Evaluation of DTI changes within the internal capsule requires consideration of the stage of myelination at each MR imaging time point. We can assume the internal capsule region was actively undergoing myelination during the experimental period because all animals including the control group displayed AAR increase in FA consistent with physiologic myelination. No decrease in FA was noted within the internal capsule and no increase in MD, making overall white matter injury a less likely scenario; however, significant increases in RD (early group) and AD (early and late group) were noted less than 6 weeks after reservoir placement.

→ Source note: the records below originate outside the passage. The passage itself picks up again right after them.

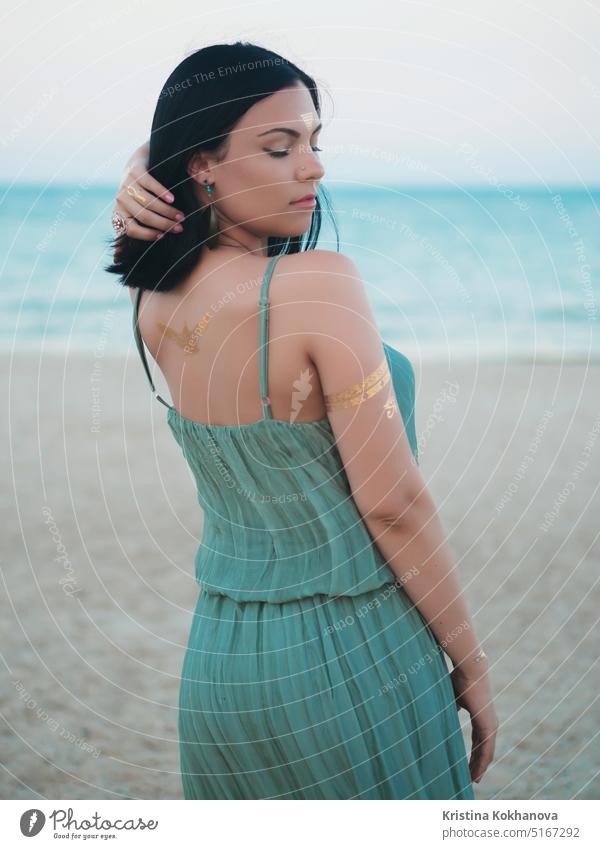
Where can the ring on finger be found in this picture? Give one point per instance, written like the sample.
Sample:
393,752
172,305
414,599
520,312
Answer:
132,192
119,223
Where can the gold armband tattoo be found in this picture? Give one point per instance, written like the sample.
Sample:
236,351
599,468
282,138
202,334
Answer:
360,392
187,339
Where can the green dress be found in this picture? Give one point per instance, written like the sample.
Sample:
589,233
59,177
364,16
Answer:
309,673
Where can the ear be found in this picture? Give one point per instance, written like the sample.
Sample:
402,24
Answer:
198,167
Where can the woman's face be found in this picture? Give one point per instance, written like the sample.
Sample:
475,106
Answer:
266,169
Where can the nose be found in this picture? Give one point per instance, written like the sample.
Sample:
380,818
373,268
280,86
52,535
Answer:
311,167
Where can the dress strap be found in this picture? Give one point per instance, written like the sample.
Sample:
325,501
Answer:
264,339
140,346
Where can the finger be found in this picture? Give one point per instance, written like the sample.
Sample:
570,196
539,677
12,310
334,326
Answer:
145,178
143,214
154,203
138,231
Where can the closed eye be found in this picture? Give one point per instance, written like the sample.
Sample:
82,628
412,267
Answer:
279,153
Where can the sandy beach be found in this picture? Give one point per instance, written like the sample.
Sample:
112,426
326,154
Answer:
102,524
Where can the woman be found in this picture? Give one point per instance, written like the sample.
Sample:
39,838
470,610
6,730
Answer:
314,666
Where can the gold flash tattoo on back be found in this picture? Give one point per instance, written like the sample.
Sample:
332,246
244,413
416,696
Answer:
367,388
187,339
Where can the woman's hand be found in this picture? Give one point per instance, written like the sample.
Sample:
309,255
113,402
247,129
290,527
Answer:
139,202
473,692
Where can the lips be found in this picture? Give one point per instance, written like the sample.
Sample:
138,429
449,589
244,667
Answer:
305,198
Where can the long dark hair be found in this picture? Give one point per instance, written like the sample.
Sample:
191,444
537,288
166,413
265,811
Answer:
191,117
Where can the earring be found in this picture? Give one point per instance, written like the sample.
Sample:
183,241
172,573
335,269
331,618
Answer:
213,225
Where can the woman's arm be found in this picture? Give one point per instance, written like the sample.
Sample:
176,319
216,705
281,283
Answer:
414,547
138,199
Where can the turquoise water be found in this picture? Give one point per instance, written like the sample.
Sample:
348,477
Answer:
450,274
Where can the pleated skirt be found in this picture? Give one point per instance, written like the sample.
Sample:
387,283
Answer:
321,697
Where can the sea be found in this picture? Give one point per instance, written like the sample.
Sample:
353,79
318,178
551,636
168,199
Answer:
469,273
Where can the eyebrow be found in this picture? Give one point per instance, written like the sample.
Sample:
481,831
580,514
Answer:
294,133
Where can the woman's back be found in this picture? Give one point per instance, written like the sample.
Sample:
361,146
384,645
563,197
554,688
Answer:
280,521
204,336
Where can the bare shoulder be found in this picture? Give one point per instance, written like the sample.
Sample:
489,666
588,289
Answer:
321,273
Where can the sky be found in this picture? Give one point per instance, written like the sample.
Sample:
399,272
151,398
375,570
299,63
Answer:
415,93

Such diffusivity changes are consistent with injury to white matter tract myelin as well as some amount of axonal damage, but signs of damaging effects from hydrocephalus (such as decrease in FA) that were seen in other brain regions were not noted within the internal capsule. Instead, we demonstrated an increase in the FA within the late reservoir animals ≥6 weeks after treatment compared with their age-matched controls. Increase in FA in such a delayed manner may represent the capacity for delayed remyelination and axonal repair within the internal capsule. If we assume that the internal capsule was actively undergoing physiologic myelination during the experimental period, it is reasonable to assume it has the most capacity to regenerate lost myelin and repair progressively damaged axons. We must acknowledge, however, that astrocyte organization as part of the repair mechanism could also play a role in the increase in FA during the recover period after hydrocephalus. The likelihood, however, of astrocytes being a major factor in increasing FA within the internal capsule is low because similar increases were demonstrated in control animals and early and late reservoir groups. This hypothesis will be tested through histologic evaluation of the internal capsule in animals at each MR imaging time point and quantification of myelination at 3, 6, 9, and 12 weeks after reservoir placement.

Conclusion

Our results suggest that various white matter regions within the develo** feline brain have different susceptibilities to the damaging effects of hydrocephalus. Regions of active myelination, such as the internal capsule, may have the ability to regenerate myelin and repair demyelinated tracts more readily, while areas of high sensitivity to damage like the corpus callosum may suffer irreparable damage from hydrocephalus within a few weeks of disease progression. The visual system seems to be the most resilient to the damage from hydrocephalus seen by DTI, and changes in FA and diffusivity there are not as prominent or global.

The main question, however, remains whether radiographic changes in hydrocephalus as demonstrated by DTI can be verified through histological evaluations of cellular damage. Nevertheless, our findings in a clinically relevant model of infantile hydrocephalus demonstrate the profound regional DTI changes in white matter tracts of hydrocephalic animals treated by routine reservoir tap**.